HUMAN CIRCULATING MONOCYTES PHENOTYPES AND FUNCTIONS IN THE DEVELOPMENT OF ALZHEIMER’S DISEASE

Alzheimer’ Disease is the most frequent neurocognitive disorder. The exact cause is not known however the neuroinflammation plays a key role. This neuroinflammation is more probably preceding the amyloid beta deposition in senile plaques. The innate immune system is playing a significant role in the neuroinflammation either in the brain (microglia) or in the periphery (monocytes).
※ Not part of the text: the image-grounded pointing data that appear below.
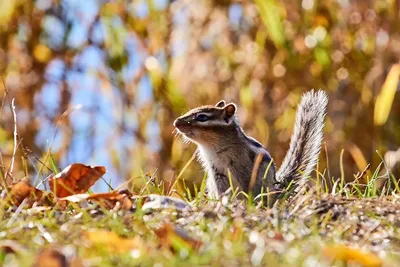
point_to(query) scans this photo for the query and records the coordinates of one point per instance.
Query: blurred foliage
(137, 65)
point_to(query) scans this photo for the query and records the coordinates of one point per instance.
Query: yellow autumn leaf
(347, 255)
(384, 101)
(42, 53)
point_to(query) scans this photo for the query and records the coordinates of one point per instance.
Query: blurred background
(100, 82)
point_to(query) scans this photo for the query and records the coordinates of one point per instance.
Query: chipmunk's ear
(221, 104)
(230, 110)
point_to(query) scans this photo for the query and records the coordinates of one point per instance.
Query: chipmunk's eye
(201, 117)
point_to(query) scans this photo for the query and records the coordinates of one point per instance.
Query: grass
(313, 228)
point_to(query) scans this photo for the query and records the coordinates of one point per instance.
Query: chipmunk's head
(207, 124)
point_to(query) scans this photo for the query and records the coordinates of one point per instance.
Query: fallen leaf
(51, 258)
(10, 246)
(75, 179)
(347, 254)
(23, 190)
(176, 239)
(107, 200)
(112, 242)
(154, 201)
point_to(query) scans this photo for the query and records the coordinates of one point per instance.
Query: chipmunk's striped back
(227, 152)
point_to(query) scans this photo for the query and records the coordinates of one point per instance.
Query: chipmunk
(230, 157)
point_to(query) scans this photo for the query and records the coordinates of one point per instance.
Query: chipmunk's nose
(180, 122)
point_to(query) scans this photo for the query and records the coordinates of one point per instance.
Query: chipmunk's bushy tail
(305, 143)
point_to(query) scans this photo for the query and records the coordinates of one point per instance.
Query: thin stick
(15, 138)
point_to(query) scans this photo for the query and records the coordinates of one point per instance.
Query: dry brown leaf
(23, 190)
(347, 254)
(50, 257)
(75, 179)
(176, 239)
(154, 201)
(10, 246)
(112, 242)
(110, 200)
(107, 200)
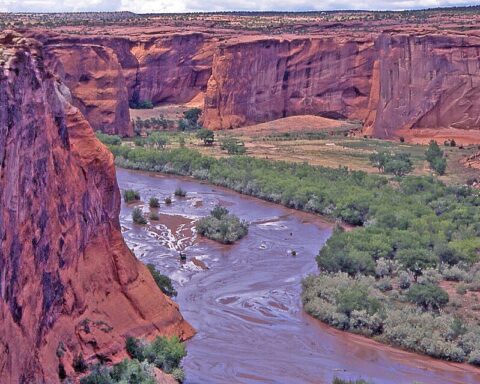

Our aim in the present work was to investigate the phenotypic and functional changes of monocytes in the progression of Alzheimer’s disease (AD). We evaluated four groups of subjects: healthy (HE), subjective memory complaint (SMC), amnestic Mild Cognitive Impairment (aMCI) and mildAD subjects (aged 60 to 85 years). We had 10 subjects per group. Monocytes were separated and studied by FACScan for their phenotypes and functions. Our results demonstrate that monocytes have a gradient of inflammatory phenotype (intermediate and non-classical) through the progression of the disease from HE to mAD subjects. The functions of monocytes are decreased through the progression of the disease. The differentiation of monocytes towards macrophages is skewed to the M1 phenotype. Our results demonstrate that monocytes may participate in the neuroinflammation as they cross the blood brain barrier and also as they become more and more inflammatory through the progression of the disease.